Castellano's vision was not only great enough to win him a $25,000 grant as a Knight Arts Project winner, but also an additional $20,000 as the People's Choice winner, beating out four other groups in a vote-by-text campaign.

Teo Castellanos D-Projects, a contemporary dance/theater company whose original work fuses world cultures, ritual, and music, examines social issues through performance. The company has toured as far as South America and China to perform their company piece

Scratch & Burn. Their most recent work is breaking/dub dance-theater mash-up, Fat Boy--a unique tale of rice rituals juxtaposed against hip-hop dance, Jamaican dub, some Balinese aesthetic, and spoken word to explore the themes of scarcity and abundance in America and the world.

We can't wait to see what Third Trinity has in store for all of Miami to see. Cultist checked in with Castellanos to give us the scoop on his new play and what it's like to not only be a Knight Arts Challenge winner but also a People's Choice winner.

Cultist: What inspired your one-act play and film Third Trinity?

Castellanos: I wanted to tell the stories of my brothers, who led two very interesting and contrasting lives. One was an active Puerto Rican Nationalist and the other a became a drug smuggler of the 1980s--two very different philosophies and life styles.

What's it like to be chosen as one of the winners of the Knights Art Challenge?

It's an honor to be among the winners of this important award, not only on a financial level, but also the nod of recognition is humbling.

You also won the People's Choice Award (congrats!). What does that tell you about the community?

It says that I have a lot of Facebook friends! No, I'm joking. I think it says that some have followed my career path from my solo NE 2nd Ave and maybe even earlier, through my company pieces and now back to another solo, and subsequently, my first film. I think this community is excited about local artists creating work that is by us and about us.

What is your main goal with the grants you've received?

I will be taking some writing retreats to adapt my recently finished screenplay Third Trinity into the solo stage version. The funding will also help with production costs and allow me to carry it through workshops, dramaturgy, rehearsals, more workshops and more rehearsals and ultimately all the way to opening night October 10, 2014 at Miami Light Project, who commissioned the work.

Can you tell us what it would have been like if it weren't for the grant?

There would be no time or funding for writing retreats, something that has become imperative to my creative process.
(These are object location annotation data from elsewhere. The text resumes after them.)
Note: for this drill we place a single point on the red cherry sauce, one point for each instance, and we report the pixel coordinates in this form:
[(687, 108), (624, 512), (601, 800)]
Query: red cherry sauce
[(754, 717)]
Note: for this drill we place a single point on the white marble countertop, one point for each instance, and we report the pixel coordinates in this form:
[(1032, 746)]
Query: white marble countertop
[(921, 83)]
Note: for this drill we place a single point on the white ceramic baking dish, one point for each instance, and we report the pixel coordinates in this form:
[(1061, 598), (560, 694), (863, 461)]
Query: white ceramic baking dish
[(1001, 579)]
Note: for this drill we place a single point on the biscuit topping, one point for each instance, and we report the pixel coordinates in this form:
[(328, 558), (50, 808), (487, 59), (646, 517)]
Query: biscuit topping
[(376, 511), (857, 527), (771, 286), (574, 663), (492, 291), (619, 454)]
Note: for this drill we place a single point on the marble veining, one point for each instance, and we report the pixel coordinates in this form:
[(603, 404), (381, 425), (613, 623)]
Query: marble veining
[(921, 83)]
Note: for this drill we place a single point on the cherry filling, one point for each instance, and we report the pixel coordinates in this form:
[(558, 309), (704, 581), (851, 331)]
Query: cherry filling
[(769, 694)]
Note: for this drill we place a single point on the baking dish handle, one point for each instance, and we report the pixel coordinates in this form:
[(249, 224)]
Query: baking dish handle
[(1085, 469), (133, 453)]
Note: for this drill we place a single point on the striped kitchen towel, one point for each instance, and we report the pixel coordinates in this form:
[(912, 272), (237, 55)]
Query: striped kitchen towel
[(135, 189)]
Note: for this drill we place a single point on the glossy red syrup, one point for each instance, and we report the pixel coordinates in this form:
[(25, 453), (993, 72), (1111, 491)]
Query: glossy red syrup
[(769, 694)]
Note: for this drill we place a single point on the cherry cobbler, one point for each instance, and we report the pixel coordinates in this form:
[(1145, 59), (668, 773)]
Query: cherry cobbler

I would have to "write on the run" as I have for most of my career, meaning very early mornings then running to catch planes for tour dates and to teach workshops, running at the speed of today's technology filled lifestyles. I can't handle it! Not to mention it would also mean a tighter production budget.

What's it like to be a playwright and filmmaker in Miami? Is it challenging at times?

Being an artist can be challenging wherever you choose to reside. I believe we artists must first change the perceptions we have of ourselves before society begins to change the perceptions they have of artists. Any career path is a challenge, but passion, discipline, and determination can at times override talent.

We need to remove certain jokes and phrases from our vocabulary on how we reference artists. I am so glad that I decided to stay in my community; I have done well here and I am most proud of my city. I will always represent Miami. But the amount of work I have put in would have had to happen anywhere I chose to live. Yes, it's true that some "markets" support certain arts or artists more than others, but I am so excited to be part of the transformation that has happened and is still happening in this city. 305 all day.

What's next for Teo Castellanos D-Projects?

After the film? Another film. I am thinking about a story of a young Haitian man I know.